Sandra Fritz: "Mit Fußball groß geworden"

Sandra Fritz hat eine ganz besondere Beziehung zum Frauenfußball. Nicht nur, weil der Fußball ihre Leidenschaft ist und weil sie mit ihm groß geworden ist. Sie hat sogar am gleichen Tag Geburtstag, wie der Frauenfußball in Deutschland – nämlich am 31. Oktober. Natürlich ist das ein Zufall, aber irgendwie passt es auch zum Leben von Sandra Fritz.

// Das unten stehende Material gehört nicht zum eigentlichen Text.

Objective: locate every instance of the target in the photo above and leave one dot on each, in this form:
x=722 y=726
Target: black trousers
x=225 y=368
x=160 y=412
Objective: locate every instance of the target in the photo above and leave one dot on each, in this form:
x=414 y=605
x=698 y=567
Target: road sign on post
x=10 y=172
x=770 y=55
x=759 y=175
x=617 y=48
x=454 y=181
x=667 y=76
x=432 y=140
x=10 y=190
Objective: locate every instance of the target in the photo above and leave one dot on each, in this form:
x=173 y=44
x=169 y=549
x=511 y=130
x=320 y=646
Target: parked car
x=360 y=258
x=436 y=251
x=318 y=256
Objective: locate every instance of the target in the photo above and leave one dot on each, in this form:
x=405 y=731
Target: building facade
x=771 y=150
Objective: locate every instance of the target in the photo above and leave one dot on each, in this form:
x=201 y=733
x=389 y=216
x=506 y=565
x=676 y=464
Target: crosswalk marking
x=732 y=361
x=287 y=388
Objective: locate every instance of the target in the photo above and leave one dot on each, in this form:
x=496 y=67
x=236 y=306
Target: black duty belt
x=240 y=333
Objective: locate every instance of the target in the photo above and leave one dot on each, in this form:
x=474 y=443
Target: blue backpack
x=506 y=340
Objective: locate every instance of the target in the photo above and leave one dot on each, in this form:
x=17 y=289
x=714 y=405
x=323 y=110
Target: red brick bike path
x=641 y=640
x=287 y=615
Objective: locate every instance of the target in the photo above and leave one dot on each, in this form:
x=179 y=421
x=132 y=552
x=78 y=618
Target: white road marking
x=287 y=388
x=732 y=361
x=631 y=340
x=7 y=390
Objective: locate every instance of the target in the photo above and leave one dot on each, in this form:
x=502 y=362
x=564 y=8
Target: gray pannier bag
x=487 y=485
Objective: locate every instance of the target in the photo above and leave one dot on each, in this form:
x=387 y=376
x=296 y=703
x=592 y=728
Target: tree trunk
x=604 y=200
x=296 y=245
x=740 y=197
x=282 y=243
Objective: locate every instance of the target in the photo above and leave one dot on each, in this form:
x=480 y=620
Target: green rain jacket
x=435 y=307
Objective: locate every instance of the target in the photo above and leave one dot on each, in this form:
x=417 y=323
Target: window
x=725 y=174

"Als ich geboren wurde, ist der offizielle Frauenfußball in Deutschland 16 Jahre alt geworden“, sagt Fritz. "Schon als Kind habe ich ein großes Interesse am Fußballspielen entwickelt. Zum Glück hatten schon viele andere wichtige Persönlichkeiten Pionierarbeit betrieben. Für mich als kleines Mädchen war es überhaupt kein Problem, im Verein kicken zu können." Fritz hat mehrere Jahre in der Hessenliga gespielt, war in der Verbandsauswahl. Sie war besser als viele andere. Für die Bundesliga hat es dann aber doch nicht ganz gereicht. Dafür hat es auf einer anderen Ebene ziemlich schnell und ziemlich weit nach oben gebracht.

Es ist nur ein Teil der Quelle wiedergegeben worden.